Long time lurker first time poster.

I have data that roughly follows a y=sin(time) distribution, but also depends on other variables than time. In terms of correlations, since the target y-variable oscillates there is almost zero statistical correlation with time, but y obviously depends very strongly on time.

The goal is to predict the future values of the target variable. I want to avoid using an explicit assumption of the model, and instead rely on data driven models and machine learning, so I have tried using regression methods from sklearn.
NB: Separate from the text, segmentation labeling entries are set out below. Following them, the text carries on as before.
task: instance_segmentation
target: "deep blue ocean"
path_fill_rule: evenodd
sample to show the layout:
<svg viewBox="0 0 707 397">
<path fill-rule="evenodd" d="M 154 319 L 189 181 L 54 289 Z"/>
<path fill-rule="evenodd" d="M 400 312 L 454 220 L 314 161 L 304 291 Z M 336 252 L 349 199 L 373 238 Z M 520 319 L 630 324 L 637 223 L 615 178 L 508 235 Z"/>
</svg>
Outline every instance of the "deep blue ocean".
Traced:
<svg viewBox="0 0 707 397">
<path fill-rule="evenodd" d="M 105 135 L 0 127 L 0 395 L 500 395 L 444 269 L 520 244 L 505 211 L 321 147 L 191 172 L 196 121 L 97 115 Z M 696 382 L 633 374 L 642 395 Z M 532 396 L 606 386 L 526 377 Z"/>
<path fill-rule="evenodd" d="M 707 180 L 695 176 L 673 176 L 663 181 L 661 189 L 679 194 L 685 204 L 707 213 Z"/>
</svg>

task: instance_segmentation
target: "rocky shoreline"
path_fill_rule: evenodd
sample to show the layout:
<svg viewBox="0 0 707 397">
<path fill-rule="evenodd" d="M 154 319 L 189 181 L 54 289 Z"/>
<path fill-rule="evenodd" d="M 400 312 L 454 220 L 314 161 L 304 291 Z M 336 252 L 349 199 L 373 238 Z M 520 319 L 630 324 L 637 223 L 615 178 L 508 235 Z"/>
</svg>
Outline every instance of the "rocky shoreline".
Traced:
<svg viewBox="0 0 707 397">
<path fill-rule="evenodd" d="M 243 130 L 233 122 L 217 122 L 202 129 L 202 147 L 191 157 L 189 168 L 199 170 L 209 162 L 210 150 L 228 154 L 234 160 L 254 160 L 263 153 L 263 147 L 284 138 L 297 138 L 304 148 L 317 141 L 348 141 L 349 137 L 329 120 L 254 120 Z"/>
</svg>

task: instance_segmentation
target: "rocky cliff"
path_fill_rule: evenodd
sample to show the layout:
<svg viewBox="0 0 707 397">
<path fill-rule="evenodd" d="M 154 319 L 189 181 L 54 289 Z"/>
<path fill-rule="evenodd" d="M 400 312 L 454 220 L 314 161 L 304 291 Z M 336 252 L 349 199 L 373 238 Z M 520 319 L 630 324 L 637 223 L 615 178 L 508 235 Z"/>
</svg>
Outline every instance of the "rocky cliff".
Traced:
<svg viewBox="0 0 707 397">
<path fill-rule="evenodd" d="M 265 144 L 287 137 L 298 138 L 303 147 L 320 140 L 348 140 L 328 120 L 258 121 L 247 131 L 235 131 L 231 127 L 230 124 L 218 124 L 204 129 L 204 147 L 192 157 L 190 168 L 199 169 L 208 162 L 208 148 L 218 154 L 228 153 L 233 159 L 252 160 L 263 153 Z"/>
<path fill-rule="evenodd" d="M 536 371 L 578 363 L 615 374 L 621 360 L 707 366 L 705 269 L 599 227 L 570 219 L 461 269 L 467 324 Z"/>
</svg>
I have tried the following methods (the parameters were blindly copied from examples and other threads):

```
LogisticRegression()
QDA()
GridSearchCV(SVR(kernel='rbf', gamma=0.1), cv=5,
param_grid={"C": [1e0, 1e1, 1e2, 1e3],
"gamma": np.logspace(-2, 2, 5)})
GridSearchCV(KernelRidge(kernel='rbf', gamma=0.1), cv=5,
param_grid={"alpha": [1e0, 0.1, 1e-2, 1e-3],
"gamma": np.logspace(-2, 2, 5)})
GradientBoostingRegressor(loss='quantile', alpha=0.95,
n_estimators=250, max_depth=3,
learning_rate=.1, min_samples_leaf=9,
min_samples_split=9)
DecisionTreeRegressor(max_depth=4)
AdaBoostRegressor(DecisionTreeRegressor(max_depth=4),
n_estimators=300, random_state=rng)
RandomForestRegressor(n_estimators=10, min_samples_split=2, n_jobs=-1)
```

The results fall into two different categories of failure:

- The time field is having no effect, probably due to the absence of correlation from the oscillatory behaviour of the target variable. However, secondary effects from other variables allow a modest predictive capability for future time ranges (these other variables have a simple correlation with the target variable)
- The when applying predict() to the training time range the prediction is near perfect with respect to the observations, but when given the future time range (for which data was not used in training) the predicted value stays constant.

Below is how I performed the training and testing:

```
weather_df.index = pd.to_datetime(weather_df.index,unit='D')
weather_df['Days'] = (weather_df.index-datetime.datetime(2005,1,1)).days
ts = pd.DataFrame({'Temperature':weather_df['Mean TemperatureC'].ix[:'2015-1-1'],
'Humidity':weather_df[' Mean Humidity'].ix[:'2015-1-1'],
'Visibility':weather_df[' Mean VisibilityKm'].ix[:'2015-1-1'],
'Wind':weather_df[' Mean Wind SpeedKm/h'].ix[:'2015-1-1'],
'Time':weather_df['Days'].ix[:'2015-1-1']
})
start_test = datetime.datetime(2012,1,1)
ts_train = ts[ts.index < start_test]
ts_test = ts
data_train = np.array(ts_train.Humidity, ts_test.Time)[np.newaxis]
data_target = np.array(ts_train.Temperature)[np.newaxis].ravel()
model.fit(data_train.T, data_target.T)
data_test = np.array(ts_test.Humidity, ts_test.Time)[np.newaxis]
pred = model.predict(data_test.T)
ts_test['Pred'] = pred
```

Is there a regression model I could/should use for this problem, and if so what would be appropriate options and parameters?

(Also, my treatment of the time objects in sklearn is far from elegant, so I am gladly taking advice there.)